Another theory offered is to encrypt and manage keys perfectly. Setting aside perfect anything management, encryption is seriously challenged by an imposter event like Sony. A person inside an environment can grab keys. Once they have the keys they have to be stopped by a requiring other factors of identification. Asking the imposter to provide something they have or something they are is where the discussion often will go — stronger authentication controls both to prevent attacks spreading and also to help alert management to a breach in progress. Achieving this tends to require better granularity in data (fewer bulkheads) and also more of it (fewer deletions). The BBC correctly pointed out that there is balance yet by this point the article is such a mess they could say anything in conclusion.
What I am saying here is think carefully about threats and solutions if you want to manage them. Do not settle on glib statements that get repeated without much thought or explanation, let alone evidence. Containment can work against you if you do not manage it well, adding cost and making a small breach into a terminal event. A boat obviously will use any number of technologies, new and old, to keep things dry and productive inside. A lot of what is needed relates to common sense about looking and listening for feedback. This is not to say you need some super guru as captain; rather it is the opposite. You need people committed to improvement, to reporting things are not as they should be, in order to achieve a well-run ship.

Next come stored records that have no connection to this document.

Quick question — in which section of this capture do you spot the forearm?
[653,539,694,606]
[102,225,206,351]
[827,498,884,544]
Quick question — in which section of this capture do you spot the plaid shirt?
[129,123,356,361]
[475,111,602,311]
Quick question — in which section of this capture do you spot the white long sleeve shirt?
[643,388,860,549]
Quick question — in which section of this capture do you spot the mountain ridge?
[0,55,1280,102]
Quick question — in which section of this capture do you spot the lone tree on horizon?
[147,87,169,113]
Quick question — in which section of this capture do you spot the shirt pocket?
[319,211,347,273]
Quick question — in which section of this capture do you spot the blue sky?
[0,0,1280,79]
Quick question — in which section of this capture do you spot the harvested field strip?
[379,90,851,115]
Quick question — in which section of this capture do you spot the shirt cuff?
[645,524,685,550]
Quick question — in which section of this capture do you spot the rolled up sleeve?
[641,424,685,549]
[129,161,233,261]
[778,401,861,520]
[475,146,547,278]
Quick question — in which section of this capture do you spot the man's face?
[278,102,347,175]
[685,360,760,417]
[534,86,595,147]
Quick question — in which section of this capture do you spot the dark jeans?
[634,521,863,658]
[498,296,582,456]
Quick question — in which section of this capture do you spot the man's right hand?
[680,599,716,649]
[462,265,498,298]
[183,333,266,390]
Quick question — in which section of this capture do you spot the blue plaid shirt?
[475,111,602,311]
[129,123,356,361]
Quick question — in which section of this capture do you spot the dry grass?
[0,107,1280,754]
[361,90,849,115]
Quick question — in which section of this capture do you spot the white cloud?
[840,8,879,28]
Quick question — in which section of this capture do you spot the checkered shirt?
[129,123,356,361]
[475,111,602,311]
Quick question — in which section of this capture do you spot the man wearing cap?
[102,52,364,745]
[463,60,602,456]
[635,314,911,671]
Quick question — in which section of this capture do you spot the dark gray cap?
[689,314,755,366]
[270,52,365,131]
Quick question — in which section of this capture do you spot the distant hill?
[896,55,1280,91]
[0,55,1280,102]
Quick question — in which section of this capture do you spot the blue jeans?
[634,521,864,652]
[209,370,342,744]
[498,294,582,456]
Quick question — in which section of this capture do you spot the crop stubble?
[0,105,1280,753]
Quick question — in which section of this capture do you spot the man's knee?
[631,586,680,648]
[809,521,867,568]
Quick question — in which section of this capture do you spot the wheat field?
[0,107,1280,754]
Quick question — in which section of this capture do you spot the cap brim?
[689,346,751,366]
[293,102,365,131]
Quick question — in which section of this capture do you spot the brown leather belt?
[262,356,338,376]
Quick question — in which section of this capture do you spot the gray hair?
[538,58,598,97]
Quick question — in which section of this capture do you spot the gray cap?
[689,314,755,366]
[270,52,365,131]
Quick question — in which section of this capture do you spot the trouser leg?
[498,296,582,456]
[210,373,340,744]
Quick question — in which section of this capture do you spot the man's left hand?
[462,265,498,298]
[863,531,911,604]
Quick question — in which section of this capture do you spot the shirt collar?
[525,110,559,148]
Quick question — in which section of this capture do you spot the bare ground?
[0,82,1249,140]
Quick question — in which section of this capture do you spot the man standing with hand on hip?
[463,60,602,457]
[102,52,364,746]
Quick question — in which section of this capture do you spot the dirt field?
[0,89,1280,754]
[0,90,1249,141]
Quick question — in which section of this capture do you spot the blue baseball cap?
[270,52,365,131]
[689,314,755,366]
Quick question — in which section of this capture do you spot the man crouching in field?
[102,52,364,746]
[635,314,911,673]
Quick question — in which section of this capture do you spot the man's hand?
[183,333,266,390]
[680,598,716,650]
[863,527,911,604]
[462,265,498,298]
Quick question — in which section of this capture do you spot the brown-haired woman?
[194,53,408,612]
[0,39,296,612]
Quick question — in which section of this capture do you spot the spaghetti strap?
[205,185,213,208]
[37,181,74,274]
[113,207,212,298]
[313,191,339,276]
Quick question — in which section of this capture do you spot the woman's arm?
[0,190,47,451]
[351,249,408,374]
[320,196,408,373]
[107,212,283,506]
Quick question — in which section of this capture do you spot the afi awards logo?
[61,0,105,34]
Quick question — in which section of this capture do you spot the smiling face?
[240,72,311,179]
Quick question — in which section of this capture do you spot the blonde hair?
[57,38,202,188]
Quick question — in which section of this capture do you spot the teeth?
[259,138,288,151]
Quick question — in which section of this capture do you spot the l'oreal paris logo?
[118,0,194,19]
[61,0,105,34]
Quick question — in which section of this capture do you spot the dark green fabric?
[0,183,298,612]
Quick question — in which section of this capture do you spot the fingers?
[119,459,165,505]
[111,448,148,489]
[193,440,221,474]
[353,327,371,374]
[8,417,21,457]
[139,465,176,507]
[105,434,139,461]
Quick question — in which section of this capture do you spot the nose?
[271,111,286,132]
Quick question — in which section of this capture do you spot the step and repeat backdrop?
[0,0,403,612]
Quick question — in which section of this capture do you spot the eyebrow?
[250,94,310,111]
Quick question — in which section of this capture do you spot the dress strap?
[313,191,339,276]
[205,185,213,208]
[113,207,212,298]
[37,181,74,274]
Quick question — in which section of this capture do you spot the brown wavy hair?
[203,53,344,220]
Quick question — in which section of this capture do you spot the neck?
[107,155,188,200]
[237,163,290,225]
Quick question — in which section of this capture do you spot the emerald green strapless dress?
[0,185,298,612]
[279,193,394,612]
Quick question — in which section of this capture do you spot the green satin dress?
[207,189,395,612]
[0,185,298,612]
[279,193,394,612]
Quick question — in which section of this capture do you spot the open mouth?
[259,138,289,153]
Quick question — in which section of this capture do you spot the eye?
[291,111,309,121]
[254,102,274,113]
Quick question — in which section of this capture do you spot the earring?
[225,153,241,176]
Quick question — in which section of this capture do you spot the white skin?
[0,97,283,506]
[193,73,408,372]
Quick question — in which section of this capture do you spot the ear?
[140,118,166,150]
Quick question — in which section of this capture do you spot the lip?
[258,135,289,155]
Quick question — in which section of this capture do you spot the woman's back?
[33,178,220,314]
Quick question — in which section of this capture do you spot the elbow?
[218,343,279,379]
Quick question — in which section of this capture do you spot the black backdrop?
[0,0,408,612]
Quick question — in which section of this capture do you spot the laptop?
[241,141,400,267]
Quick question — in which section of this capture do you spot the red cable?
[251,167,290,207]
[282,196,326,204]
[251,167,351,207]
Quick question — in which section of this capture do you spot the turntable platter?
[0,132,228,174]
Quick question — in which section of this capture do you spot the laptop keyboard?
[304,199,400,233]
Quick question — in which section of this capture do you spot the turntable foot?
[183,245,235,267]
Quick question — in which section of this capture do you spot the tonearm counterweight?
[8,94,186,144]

Those are just some quick examples above and how I would position things differently. Nation-states are not always in a better position. Often they are hindered. Attackers have weaknesses and commitments. Finding a way to make them stop is not impossible. And ultimately, throwing around analogies is GREAT as long as they are not incomplete or applied incorrectly. Hope that helps clarify how to use a little common sense to avoid errors being made in journalist stories on the Sony breach.